NTI, WiFi, and Me

What do you do when you get this message during school?

Brynn Damron

What do you do when you get this message during school?

NTI has been a hassle for us all. Between a vague routine and technical difficulties, you can always find somebody getting frustrated with their new version of school. One main situation that creates a challenge in being successful these days is connection issues, whether it’s having no WiFi for a day, or constantly dealing with an internet connection that hates to work.

Issues distanced learning creates vary based on situations. Some may have strong connections and never have too much of an issue with their internet. However, others may not have a connection at all and need to travel to a spot with a better connection, such as the library, in order to attend a digital class.

An anonymous sophomore student shares a few of her struggles, saying, “In my area, the power has gone out three times in the last two months. Every time this has happened it has unfortunately been during school hours.” We all have been there at least once or twice.

“I am very fortunate to have access to friends’ WiFi, a hotspot, and the library, so it has not been too much of an issue.” She continues, “I have a friend who has had numerous WiFi problems and has been unable to submit assignments for a few days on end. He did not have access to a hotspot, a friend’s Wi-Fi, or the library because he doesn’t drive yet. It has really stressed him out and caused his grades to slip to D’s. Thankfully, he was excused and given time to fix it.”

Students everywhere can testify to being unable to connect and do their homework, and if teachers weren’t as understanding as they are, we could be in a heap of trouble.

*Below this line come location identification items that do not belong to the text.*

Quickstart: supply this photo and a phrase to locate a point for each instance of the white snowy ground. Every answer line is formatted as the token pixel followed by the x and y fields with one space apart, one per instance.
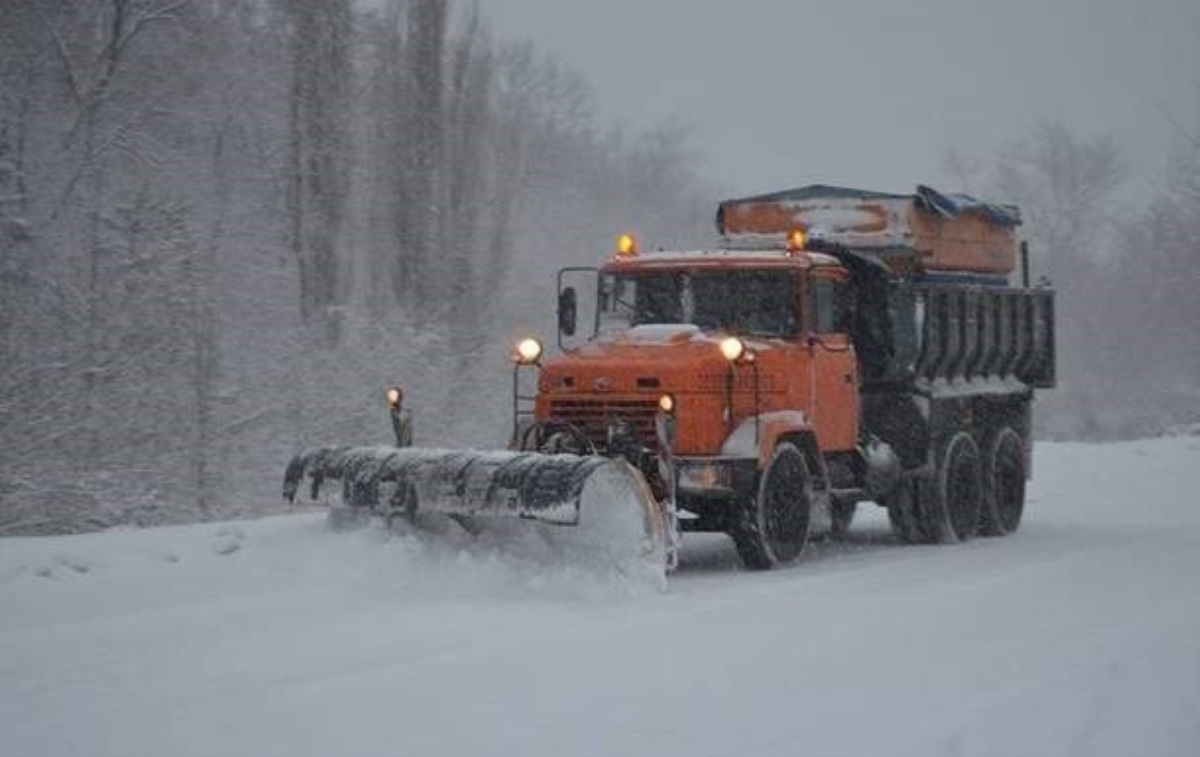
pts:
pixel 1080 635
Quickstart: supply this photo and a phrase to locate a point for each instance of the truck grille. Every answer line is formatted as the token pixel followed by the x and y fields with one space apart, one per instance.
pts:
pixel 593 416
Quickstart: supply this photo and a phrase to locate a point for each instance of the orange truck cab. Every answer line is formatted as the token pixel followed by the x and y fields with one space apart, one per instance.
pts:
pixel 767 386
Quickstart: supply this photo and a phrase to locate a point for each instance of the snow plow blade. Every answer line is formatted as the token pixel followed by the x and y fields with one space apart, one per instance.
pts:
pixel 605 496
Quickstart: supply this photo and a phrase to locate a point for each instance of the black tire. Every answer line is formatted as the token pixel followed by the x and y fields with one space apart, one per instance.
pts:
pixel 1003 484
pixel 843 516
pixel 775 526
pixel 949 508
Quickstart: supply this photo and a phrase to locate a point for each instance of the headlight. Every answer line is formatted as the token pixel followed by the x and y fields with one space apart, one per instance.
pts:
pixel 733 348
pixel 528 352
pixel 395 396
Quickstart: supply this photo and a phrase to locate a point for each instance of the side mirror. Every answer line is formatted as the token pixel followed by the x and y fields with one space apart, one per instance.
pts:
pixel 568 308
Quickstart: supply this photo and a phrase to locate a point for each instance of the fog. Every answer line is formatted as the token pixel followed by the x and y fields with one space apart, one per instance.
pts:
pixel 873 92
pixel 225 224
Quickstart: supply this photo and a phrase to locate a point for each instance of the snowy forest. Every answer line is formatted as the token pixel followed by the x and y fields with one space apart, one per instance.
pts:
pixel 226 224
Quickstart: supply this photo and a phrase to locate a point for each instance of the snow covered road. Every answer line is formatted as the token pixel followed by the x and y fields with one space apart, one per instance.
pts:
pixel 1080 635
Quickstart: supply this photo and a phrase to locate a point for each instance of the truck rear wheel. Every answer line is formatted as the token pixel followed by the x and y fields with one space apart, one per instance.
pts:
pixel 775 527
pixel 949 508
pixel 1003 484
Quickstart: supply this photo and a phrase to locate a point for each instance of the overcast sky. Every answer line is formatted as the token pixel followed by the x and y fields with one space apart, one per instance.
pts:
pixel 873 92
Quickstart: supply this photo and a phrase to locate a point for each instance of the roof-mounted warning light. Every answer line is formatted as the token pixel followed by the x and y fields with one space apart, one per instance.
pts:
pixel 796 240
pixel 627 246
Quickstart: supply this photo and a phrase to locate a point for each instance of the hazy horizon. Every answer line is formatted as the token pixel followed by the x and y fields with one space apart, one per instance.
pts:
pixel 875 94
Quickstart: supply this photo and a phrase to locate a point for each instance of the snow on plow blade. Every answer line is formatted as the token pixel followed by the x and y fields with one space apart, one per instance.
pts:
pixel 606 497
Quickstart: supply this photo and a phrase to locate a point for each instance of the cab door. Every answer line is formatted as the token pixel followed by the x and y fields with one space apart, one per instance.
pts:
pixel 834 401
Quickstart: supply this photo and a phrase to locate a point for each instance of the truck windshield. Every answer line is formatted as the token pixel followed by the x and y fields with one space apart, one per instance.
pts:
pixel 754 302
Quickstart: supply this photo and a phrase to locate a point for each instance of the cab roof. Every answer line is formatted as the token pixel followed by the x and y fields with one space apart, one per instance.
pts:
pixel 719 258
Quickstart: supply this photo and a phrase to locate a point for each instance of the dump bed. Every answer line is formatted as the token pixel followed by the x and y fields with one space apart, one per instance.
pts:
pixel 923 232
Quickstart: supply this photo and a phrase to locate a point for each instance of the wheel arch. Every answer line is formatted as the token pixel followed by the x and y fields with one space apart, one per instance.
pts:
pixel 759 436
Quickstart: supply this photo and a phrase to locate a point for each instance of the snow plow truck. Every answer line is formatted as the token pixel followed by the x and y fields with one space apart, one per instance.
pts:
pixel 839 346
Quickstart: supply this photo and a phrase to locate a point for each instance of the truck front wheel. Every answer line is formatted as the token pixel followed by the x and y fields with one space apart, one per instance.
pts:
pixel 775 524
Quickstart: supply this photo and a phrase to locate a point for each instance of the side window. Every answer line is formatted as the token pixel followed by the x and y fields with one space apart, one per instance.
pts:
pixel 821 306
pixel 831 306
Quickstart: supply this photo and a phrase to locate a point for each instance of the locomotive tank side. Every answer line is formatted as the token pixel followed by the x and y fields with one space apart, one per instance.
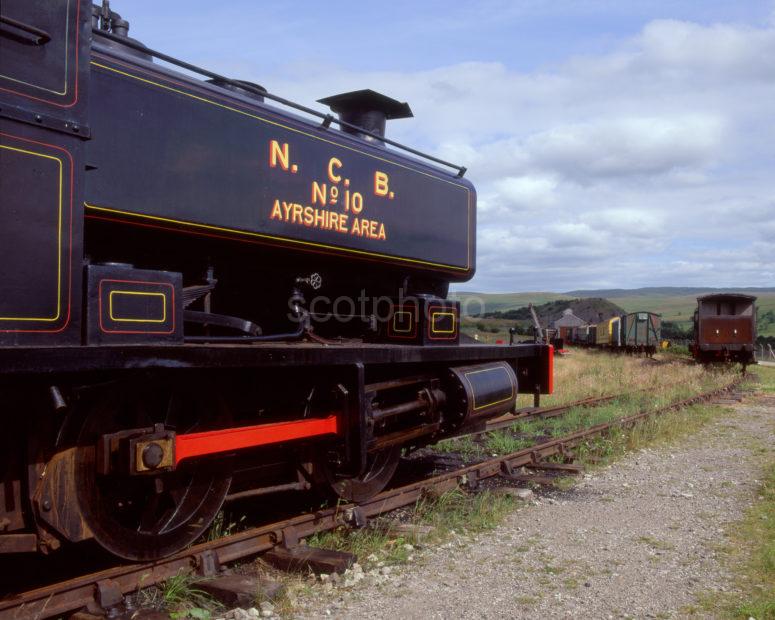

The level of stress this can cause could also affect students’ ability to learn, complete work, and carry on with their general life.

The amount of difficulties also varies based on your position, whether you’re a student, teacher, or general staff member. It’s difficult to tell which position is more stressful since both are flooded with work and responsibilities. While teachers have to manage their time in classes and make sure assignments are getting graded and updating students’ final grades, students have a similar struggle. They have to make sure those assignments are done, and actually doing them can take a good amount of time.

Mrs. Howard, Lafayette’s very own controlling stress teacher, shares her insight on these issues. “This is the most challenging part of my teaching career, and I’ve been teaching for fifteen years,” she stated. That claim alone should be enough for students to realize they aren’t the only ones struggling.

As a controlling stress teacher, she’s very good at noticing when the people around her just aren’t doing well. “I’ve noticed more stress among teachers rather than current and past students,” she said. “Some teachers can be flexible, but others have lots of issues, depending on the class. Take art for example, how do you teach pottery without clay? She had to go through the entire process of handing out supplies, and that isn’t easy.”

Not only does having issues with the internet cause a lot of problems, but so does setting it up to zoom classes, in some cases. If that by itself causes a lot of stress, imagine if your connection fails you after spending so much effort getting it ready.

When Mrs. Howard was asked to elaborate, she continued, “Some teachers are loving this and have a system figured out, but there’s definitely some tension overall. Although teachers were stressed and anxious at the start of school and some still have the stress of teaching from home while managing their families, I have also witnessed teachers adapting and adjusting to the stressors, as well as several teachers rising above and beyond, engaging with students in unique ways.”

Learning online is definitely a learning process for a variety of things, including teaching. It makes some things easier but makes others extremely difficult. “Mainly, I miss the students!” Mrs. Howard expressed this throughout the duration of her interview.

“You can’t replace communication. We can do lots of things online and learn lots of new things, but I can’t connect with the kids. Especially as a controlling stress teacher, I’m used to being able to identify when kids are upset, and then help them.”

Connecting with others online is difficult enough, and if you can’t even get your device up and running, that’s a huge opportunity tossed out the window.

“A summary I’ve noticed, students are dealing more with isolation and depression, while teachers are dealing with more anxiety and pressure. My heart goes out to the families who can’t provide the same support that is offered at school during virtual learning,” Mrs. Howard commented. “For those students alone, in person school is a much better option. I prefer actually teaching online, but communication is lost, and it can’t transfer it over to the internet. Students can’t be as vulnerable.”

How can school be further adapted to those who can’t attend zoom meetings without excessive stress and effort? Who knows how long NTI will continue? Questions like these raise anxiety on both rides. We’ve just got to persevere for now.